Prevention Is Finally Within Reach
There is now clear, operational evidence that fraud can be prevented before it happens. Recent efforts across Treasury and oversight bodies show that earlier intervention, backed by better data and modern analytics, can stop improper payments upstream without slowing down services. Prevention and speed are no longer opposing forces. Done right, they reinforce each other.
For decades, the government has relied on a “pay and chase” model. Funds go out quickly, and fraud is identified, prosecuted, and recovered later. But recovery is expensive, slow, and often incomplete. Prevention, by contrast, is immediate and far more effective. The challenge is that government incentives have not fully caught up.
Today, agencies are still rewarded for rapid disbursement and post-payment recovery, even as practitioners and evidence alike show that earlier screening delivers better outcomes. Fixing that misalignment is fundamentally a policy challenge.
The Coordination Problem
That theme emerged most sharply in discussions around federal grants. It is clear there are tools the public sector has available to prevent fraud, some older and many that have yet to be adopted. However, the responsibility, data, and intelligence is spread across agencies, states, and systems that were never designed to work together. When billions of dollars move through decentralized structures, even small coordination gaps can create significant exposure. Closing those gaps requires orchestrating what already exists, not reinventing the system.
And there are real reasons for optimism. Data-sharing authorities are expanding. Tools like Treasury’s Do Not Pay system are proving their value, identifying and preventing millions in improper payments with strong returns on investment. (This strategy is only scratching the surface of what is needed.) Perhaps most importantly, there is growing bipartisan consensus that prevention must happen earlier in the payment lifecycle. The Administration’s recent Executive Order on Fraud demonstrates commitment at the highest levels.
The Window to Act
The question now is whether that momentum can be sustained and scaled. Because fraud actors are not waiting. They are already adapting to new controls, leveraging artificial intelligence, global infrastructure, and increasingly sophisticated identity strategies.
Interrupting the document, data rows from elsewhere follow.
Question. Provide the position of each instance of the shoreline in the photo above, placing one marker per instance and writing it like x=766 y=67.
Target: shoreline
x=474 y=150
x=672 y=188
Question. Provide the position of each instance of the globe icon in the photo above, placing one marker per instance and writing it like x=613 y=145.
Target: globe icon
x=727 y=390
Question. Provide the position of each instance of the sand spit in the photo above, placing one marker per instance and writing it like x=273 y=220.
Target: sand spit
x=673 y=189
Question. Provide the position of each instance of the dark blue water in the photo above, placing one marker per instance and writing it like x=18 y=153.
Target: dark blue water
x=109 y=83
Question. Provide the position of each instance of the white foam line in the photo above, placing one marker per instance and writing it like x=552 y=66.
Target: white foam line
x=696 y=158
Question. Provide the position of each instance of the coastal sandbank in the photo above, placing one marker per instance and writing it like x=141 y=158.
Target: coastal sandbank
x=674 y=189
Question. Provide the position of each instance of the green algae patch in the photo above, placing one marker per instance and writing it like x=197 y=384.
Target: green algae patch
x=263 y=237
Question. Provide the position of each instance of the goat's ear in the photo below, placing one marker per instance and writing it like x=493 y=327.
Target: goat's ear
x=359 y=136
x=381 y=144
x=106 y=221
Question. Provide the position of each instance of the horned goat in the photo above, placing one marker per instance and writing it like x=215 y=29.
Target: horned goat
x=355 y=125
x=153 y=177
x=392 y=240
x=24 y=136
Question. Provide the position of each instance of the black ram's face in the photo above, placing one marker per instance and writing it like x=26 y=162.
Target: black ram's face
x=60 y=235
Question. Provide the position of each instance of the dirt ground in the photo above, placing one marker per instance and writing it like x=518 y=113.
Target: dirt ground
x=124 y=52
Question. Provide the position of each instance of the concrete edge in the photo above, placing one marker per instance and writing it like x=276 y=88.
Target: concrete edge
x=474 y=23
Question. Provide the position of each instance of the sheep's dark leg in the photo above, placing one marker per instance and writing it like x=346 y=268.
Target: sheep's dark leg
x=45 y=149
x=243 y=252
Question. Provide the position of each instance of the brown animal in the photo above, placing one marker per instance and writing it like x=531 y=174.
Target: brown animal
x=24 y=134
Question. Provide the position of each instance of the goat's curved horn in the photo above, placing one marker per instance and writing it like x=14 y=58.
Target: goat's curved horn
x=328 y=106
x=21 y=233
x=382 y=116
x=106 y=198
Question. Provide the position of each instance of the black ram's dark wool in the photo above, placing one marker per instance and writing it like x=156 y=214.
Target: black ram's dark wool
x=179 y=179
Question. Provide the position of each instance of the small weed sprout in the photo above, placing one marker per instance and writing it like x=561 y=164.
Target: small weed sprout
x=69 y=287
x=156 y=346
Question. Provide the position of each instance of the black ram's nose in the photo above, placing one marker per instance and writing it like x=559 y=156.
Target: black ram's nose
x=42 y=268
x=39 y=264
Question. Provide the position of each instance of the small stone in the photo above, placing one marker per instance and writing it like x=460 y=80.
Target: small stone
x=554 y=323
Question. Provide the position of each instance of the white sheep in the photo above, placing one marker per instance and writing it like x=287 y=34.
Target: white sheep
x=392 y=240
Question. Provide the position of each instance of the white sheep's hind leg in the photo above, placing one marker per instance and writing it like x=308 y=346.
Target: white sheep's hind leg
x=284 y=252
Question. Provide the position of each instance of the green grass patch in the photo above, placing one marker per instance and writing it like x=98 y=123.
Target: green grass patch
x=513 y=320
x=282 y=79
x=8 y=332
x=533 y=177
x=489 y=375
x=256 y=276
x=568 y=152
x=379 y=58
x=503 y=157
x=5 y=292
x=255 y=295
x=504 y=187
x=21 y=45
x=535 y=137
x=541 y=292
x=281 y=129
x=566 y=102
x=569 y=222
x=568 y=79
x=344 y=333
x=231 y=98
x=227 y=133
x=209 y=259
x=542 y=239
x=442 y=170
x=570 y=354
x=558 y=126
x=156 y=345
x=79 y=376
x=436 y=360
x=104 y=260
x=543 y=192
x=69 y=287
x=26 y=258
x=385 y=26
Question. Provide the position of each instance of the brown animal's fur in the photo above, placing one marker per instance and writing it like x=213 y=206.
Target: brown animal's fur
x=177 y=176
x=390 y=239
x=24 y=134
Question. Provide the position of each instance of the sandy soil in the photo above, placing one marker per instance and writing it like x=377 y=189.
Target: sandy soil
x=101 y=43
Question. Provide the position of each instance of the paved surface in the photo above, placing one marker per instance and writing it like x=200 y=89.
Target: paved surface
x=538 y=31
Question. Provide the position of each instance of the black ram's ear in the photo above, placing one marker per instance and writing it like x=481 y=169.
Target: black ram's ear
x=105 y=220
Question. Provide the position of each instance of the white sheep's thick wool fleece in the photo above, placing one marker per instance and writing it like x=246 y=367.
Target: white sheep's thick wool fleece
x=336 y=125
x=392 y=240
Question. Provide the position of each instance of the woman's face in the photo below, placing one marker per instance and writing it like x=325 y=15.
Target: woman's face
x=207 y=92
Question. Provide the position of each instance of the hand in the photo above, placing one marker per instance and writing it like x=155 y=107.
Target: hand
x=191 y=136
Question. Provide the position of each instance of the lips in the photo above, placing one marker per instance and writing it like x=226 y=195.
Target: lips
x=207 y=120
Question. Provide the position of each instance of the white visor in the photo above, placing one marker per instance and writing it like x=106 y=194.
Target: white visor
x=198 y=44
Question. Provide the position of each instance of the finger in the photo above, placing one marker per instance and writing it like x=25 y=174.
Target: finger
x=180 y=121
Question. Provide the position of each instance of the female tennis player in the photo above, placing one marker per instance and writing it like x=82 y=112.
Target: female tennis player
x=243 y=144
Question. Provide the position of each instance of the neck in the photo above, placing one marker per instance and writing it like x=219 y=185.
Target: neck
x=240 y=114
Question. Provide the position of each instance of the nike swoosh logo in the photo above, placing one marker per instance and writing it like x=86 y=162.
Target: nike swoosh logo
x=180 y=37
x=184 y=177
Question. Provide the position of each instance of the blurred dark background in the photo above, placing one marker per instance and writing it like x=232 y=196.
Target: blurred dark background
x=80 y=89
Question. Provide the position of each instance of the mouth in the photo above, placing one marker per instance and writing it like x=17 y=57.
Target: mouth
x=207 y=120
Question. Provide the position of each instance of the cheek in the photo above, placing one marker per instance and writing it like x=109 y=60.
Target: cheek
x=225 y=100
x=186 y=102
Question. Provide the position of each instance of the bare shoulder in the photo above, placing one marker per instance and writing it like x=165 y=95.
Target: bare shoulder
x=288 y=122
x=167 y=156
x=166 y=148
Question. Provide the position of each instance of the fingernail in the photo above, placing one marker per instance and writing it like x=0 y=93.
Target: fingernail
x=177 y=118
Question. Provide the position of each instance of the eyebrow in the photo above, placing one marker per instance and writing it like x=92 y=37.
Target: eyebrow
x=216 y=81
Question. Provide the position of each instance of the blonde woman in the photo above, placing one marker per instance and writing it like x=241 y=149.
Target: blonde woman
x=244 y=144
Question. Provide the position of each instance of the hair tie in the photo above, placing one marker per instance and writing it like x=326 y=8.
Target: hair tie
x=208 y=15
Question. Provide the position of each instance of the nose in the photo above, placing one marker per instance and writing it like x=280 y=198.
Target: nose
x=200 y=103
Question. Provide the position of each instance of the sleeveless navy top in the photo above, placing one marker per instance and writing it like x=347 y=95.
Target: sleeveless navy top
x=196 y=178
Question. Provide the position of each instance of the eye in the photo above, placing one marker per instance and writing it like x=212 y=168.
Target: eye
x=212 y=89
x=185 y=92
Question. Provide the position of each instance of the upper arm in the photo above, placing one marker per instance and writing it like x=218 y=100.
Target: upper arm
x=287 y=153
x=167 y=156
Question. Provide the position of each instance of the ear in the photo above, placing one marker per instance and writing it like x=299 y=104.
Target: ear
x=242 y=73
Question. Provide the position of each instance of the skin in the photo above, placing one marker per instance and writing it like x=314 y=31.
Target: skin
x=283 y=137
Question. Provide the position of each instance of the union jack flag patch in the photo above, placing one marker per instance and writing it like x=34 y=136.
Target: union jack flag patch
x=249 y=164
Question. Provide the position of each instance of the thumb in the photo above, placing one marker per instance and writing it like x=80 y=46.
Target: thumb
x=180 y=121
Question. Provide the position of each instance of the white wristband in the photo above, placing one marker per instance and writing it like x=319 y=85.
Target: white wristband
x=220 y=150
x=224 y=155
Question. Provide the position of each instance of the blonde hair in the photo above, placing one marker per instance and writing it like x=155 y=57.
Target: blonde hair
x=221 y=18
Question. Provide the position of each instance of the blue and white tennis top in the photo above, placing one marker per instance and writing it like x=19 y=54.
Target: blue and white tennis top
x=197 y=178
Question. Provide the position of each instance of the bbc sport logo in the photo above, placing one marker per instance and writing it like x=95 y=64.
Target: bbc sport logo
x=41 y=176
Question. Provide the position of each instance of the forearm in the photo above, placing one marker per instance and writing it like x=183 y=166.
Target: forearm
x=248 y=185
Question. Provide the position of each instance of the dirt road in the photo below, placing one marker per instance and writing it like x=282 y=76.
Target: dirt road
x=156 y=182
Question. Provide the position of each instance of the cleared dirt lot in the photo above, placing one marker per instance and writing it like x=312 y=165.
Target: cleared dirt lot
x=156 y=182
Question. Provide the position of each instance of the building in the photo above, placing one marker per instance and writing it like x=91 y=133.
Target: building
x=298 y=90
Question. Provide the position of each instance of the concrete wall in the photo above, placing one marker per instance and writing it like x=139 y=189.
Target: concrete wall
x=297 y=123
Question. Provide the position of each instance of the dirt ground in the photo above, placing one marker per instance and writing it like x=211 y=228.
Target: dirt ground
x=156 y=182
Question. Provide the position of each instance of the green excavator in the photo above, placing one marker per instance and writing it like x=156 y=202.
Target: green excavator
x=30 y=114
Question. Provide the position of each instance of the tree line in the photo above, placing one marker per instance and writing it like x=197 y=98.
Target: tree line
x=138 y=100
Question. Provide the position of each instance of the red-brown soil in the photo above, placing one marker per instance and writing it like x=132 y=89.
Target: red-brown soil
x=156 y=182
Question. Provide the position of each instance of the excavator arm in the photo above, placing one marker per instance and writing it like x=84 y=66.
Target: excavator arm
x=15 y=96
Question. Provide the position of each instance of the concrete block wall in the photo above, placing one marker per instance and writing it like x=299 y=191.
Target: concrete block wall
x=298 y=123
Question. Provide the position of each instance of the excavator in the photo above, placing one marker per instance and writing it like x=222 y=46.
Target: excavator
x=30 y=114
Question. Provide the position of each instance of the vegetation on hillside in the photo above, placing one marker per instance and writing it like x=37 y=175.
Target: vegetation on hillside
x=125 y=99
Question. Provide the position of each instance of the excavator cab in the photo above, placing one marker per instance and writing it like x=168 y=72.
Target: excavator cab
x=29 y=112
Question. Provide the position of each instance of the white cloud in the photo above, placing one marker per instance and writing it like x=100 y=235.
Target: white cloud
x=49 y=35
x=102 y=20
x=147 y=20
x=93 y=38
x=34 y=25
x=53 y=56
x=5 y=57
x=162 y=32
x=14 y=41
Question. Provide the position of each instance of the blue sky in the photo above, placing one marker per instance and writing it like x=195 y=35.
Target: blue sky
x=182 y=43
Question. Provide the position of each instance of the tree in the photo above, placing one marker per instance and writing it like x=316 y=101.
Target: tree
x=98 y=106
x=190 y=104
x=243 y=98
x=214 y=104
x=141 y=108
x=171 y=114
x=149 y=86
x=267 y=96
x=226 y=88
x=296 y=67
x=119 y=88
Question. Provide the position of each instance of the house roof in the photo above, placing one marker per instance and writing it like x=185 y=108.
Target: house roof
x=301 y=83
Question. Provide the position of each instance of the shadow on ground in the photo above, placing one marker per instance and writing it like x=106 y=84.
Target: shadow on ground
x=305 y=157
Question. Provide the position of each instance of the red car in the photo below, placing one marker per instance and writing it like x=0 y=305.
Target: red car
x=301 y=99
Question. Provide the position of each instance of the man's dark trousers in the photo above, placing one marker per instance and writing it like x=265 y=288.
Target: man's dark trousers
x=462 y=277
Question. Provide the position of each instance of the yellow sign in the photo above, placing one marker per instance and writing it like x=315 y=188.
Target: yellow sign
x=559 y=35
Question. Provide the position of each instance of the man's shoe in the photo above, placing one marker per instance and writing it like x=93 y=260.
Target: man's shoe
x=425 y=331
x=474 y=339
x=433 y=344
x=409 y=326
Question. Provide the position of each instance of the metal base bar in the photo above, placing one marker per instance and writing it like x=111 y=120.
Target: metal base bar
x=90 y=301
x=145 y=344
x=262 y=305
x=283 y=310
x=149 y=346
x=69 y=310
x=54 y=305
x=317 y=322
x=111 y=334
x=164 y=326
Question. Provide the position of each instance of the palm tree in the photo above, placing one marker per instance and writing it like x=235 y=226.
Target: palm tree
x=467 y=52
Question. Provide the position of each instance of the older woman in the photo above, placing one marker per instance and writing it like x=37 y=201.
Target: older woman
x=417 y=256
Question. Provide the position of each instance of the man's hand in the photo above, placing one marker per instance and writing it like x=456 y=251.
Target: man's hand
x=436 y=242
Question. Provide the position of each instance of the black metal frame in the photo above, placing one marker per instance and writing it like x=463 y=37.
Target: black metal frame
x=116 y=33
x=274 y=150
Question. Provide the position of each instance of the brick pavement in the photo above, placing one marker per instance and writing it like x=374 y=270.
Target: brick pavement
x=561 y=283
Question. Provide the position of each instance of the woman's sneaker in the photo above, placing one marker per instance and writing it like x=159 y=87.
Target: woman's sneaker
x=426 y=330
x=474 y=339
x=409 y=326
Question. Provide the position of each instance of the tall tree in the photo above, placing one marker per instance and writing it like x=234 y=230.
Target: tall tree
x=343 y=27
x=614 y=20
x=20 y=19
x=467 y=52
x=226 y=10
The window to respond is now measured in days or months, rather than years.
The takeaway from this roundtable is that the path forward is clearer than ever.
- Move prevention upstream before the payment goes out.
- Treat data and fraud risk intelligence sharing as essential and find the right way to do it.
- Align incentives with outcomes that reward dollars never lost, not just dollars recovered.
Fraud is evolving quickly. The real test is whether government can evolve just as fast.
Jordan Burris is the Head of Public Sector at Socure, an industry-leading digital identity verification provider. Burris was previously Chief of Staff to the Federal CIO at the White House during the first Trump Administration.